Letters to the Editors
Halls River decision was backed by laws and property rights
© St. Petersburg Times
published June 2, 2002
Editor: When I chose to run for elected office eight years ago, I recognized that criticisms of decisions made in my capacity as county commissioner in the form of news articles, editorials and letters was inevitable. I respect people's right to differ with my decisions and their constitutional right to express their opinions. Although tempted many times, I've never responded on any subject until now.

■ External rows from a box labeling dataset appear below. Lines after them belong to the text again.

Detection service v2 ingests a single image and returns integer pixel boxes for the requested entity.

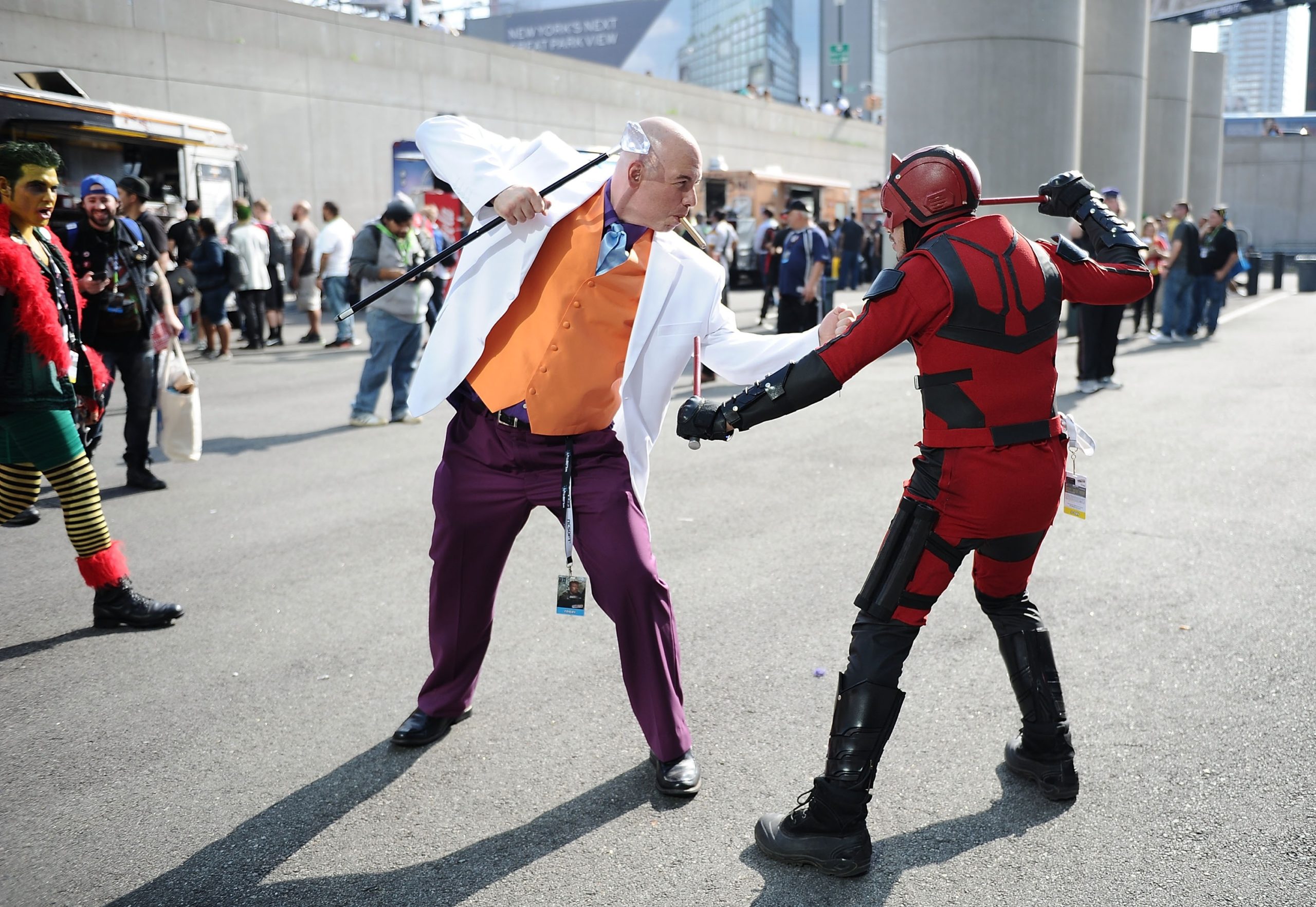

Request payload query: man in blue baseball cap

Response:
[79,174,118,201]
[66,174,183,491]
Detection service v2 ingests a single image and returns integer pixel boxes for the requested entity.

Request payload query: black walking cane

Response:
[337,122,649,321]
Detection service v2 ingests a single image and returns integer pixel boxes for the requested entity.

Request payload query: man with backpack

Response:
[251,199,288,346]
[349,199,434,428]
[166,199,204,340]
[66,174,183,491]
[188,217,235,362]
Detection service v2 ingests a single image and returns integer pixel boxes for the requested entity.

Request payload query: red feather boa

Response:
[0,201,109,391]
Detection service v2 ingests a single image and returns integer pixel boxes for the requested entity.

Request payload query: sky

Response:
[1192,7,1311,115]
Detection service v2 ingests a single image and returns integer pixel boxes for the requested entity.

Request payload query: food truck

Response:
[0,72,251,236]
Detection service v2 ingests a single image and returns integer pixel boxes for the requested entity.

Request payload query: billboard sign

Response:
[466,0,667,67]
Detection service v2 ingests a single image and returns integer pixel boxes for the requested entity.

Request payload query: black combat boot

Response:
[754,674,904,876]
[1000,629,1078,801]
[124,459,169,491]
[91,577,183,626]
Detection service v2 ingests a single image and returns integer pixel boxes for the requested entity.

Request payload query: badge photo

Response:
[558,572,586,617]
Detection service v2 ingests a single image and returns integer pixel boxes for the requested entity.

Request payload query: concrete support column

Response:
[1081,0,1152,221]
[1189,51,1225,218]
[1142,23,1192,216]
[887,0,1083,236]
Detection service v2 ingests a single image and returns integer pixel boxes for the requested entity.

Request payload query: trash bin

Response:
[1293,255,1316,292]
[1248,251,1260,296]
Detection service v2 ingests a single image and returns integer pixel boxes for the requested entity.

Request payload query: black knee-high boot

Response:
[754,674,904,876]
[1000,628,1078,801]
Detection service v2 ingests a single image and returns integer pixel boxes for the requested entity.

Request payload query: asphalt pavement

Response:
[0,277,1316,907]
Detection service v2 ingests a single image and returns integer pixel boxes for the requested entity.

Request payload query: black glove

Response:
[1037,170,1096,217]
[677,396,732,441]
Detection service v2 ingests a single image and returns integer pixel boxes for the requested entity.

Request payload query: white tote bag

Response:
[155,337,202,462]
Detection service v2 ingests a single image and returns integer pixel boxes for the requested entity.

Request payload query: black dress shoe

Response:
[5,504,41,527]
[126,464,169,491]
[649,749,699,797]
[1006,733,1078,801]
[393,708,471,746]
[754,809,872,877]
[91,577,183,626]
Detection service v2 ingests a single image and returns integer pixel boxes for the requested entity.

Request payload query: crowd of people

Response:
[696,199,882,333]
[4,164,463,523]
[1071,192,1245,394]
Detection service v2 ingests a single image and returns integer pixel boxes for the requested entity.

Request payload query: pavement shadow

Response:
[109,740,425,907]
[109,740,666,907]
[203,422,353,454]
[741,762,1074,907]
[0,626,117,661]
[250,761,652,907]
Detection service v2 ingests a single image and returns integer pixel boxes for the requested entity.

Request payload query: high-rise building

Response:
[1219,7,1311,115]
[681,0,800,103]
[818,0,887,119]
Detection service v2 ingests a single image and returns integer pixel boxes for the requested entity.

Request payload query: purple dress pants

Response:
[417,404,689,760]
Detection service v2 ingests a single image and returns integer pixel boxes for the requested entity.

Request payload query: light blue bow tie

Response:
[594,221,630,276]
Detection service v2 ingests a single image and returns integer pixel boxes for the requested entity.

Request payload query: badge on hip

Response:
[558,437,584,617]
[1065,470,1087,520]
[1057,412,1096,520]
[558,572,584,617]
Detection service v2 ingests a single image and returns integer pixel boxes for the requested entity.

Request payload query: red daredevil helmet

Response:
[882,145,983,229]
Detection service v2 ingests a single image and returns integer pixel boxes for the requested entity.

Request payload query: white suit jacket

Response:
[407,116,818,503]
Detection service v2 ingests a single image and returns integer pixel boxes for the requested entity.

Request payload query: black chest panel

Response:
[923,233,1063,353]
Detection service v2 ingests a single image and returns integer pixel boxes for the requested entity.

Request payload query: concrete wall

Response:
[1142,23,1192,215]
[0,0,887,224]
[1189,51,1225,218]
[887,0,1083,236]
[1220,136,1316,253]
[1081,0,1152,220]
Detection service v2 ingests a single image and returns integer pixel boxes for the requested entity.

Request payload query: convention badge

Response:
[1065,469,1087,520]
[558,437,584,617]
[558,572,586,617]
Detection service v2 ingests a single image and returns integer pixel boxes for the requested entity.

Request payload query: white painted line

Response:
[1217,291,1296,324]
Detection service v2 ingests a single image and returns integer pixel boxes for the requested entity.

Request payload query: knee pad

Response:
[974,586,1045,637]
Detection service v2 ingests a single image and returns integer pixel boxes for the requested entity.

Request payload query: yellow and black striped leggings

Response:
[0,453,109,557]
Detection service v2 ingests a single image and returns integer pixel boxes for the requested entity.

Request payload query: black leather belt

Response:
[491,410,531,432]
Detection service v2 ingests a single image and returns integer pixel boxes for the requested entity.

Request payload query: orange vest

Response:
[466,190,653,434]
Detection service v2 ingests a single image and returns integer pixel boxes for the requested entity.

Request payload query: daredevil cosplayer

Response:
[677,145,1152,876]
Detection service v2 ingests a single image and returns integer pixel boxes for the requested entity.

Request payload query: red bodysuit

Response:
[818,215,1152,625]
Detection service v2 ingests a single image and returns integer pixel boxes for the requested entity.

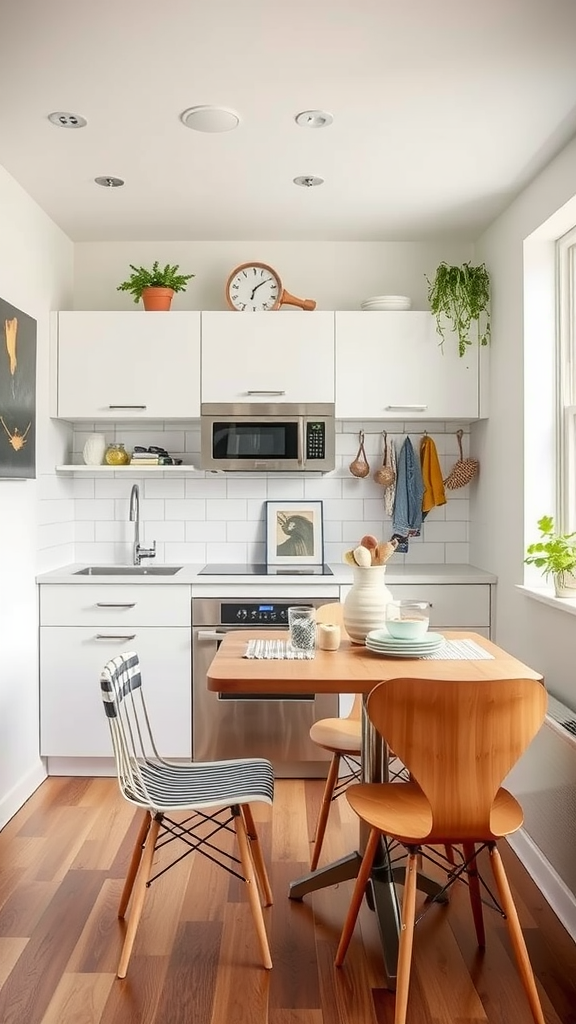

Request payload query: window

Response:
[557,228,576,531]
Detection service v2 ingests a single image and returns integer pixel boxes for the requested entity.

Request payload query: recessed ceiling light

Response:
[48,111,88,128]
[294,111,334,128]
[292,174,324,188]
[180,105,240,132]
[94,174,124,188]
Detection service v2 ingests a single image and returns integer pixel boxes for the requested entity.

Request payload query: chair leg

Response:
[118,817,162,978]
[334,828,381,967]
[459,843,486,949]
[234,813,272,970]
[118,811,152,918]
[394,848,417,1024]
[310,754,340,871]
[240,804,274,906]
[490,844,545,1024]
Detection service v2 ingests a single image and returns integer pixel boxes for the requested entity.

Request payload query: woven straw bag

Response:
[444,430,480,490]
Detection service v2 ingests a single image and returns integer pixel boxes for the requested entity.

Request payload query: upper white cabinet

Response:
[202,310,334,402]
[335,310,481,420]
[51,310,200,420]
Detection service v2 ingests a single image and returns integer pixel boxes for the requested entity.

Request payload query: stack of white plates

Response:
[365,630,444,657]
[361,295,412,310]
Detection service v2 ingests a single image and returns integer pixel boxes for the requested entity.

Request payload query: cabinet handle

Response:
[94,633,136,640]
[96,601,136,608]
[385,406,428,413]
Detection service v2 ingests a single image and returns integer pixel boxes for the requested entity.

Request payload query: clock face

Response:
[227,263,282,312]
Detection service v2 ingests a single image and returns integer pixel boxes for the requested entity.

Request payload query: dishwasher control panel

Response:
[220,601,314,626]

The decision regarding Halls River Retreats is one that has drawn significant controversy, and it was my initial intent to treat it like past issues and not respond. However, as time goes on, I find the letters of opposition have not only continued but are perpetuating misinformation. Therefore, I am writing this letter, not to persuade my detractors but rather to set the record straight so those who look to the newspapers for information regarding this issue can understand how I arrived at my decision.

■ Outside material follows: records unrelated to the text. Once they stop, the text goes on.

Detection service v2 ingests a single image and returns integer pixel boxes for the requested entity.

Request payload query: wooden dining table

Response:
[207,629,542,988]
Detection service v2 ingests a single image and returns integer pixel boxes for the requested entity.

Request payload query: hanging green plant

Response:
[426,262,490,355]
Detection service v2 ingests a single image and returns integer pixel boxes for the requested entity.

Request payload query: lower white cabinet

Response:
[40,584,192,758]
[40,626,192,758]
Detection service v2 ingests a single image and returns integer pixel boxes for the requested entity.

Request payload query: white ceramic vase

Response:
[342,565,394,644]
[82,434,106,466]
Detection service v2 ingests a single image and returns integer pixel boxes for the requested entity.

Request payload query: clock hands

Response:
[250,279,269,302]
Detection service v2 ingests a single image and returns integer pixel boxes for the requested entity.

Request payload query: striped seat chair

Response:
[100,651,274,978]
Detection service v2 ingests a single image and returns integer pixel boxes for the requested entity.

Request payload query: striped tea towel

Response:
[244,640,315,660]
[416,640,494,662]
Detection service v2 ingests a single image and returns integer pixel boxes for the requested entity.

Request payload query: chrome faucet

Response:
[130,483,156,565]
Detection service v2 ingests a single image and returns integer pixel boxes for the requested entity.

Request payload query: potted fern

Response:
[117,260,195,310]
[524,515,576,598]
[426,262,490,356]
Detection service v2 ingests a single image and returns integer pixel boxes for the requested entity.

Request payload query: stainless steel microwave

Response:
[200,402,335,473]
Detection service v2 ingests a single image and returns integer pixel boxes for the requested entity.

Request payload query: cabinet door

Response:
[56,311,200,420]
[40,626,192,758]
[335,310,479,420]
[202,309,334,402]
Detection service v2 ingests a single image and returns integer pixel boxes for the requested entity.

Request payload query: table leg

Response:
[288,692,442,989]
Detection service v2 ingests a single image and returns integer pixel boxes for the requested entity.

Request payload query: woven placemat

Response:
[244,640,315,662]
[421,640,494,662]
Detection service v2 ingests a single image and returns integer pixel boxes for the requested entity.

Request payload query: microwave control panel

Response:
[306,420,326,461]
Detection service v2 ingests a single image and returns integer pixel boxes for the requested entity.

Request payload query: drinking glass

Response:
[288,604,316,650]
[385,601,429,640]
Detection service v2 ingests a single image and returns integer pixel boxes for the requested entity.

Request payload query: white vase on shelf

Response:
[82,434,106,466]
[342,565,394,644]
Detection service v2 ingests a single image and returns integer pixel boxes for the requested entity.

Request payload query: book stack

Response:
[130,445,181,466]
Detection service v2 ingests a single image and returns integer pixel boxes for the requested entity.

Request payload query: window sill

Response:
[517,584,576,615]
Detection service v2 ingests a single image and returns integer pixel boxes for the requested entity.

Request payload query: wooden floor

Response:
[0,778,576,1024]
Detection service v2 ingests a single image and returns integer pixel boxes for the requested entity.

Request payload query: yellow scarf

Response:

It is important to understand the basis of land use decisions. In the mid-1980s Florida law required all local governments to develop and adopt a comprehensive plan, a blueprint on how a community was to grow. The plan included a generalized future land use map and a local land development code, which were the implementing regulations for the comprehensive plan. This also included maps, which classified the property (zoning) to a parcel level.
The property on which Halls River Retreat is proposed was given a zoning of mixed use on both the generalized future land use map and the zoning after both the plan and its map were determined to be "in compliance' by the state of Florida. The mixed-use category was a broad one allowing most commercial use and high density residential. Today most of those properties are already developed or located inland but some exist west of U.S. 19. The Home Depot was developed on mixed-use land.
After the county corrected the Riverhaven problem and installed central sewer, mixed-use properties became attractive to developers. The developer that purchased the Halls River Retreat site researched our local laws and regulations before the sale and confirmed with county staff both the zoning of the property and the allowance uses. Contrary to some reports, I do not know the developer nor have I had any business dealings with him or even a conversation on this or any other subject.
According to our rules, this project, because of its nature, had to proceed through the public hearing process and receive board approval. This initial project was recommended for denial by county staff because three of the buildings would intrude on wetlands, contrary to our comprehensive plan. At the board public workshop, it was made clear to the developer by the full commission (including myself) that this was unacceptable.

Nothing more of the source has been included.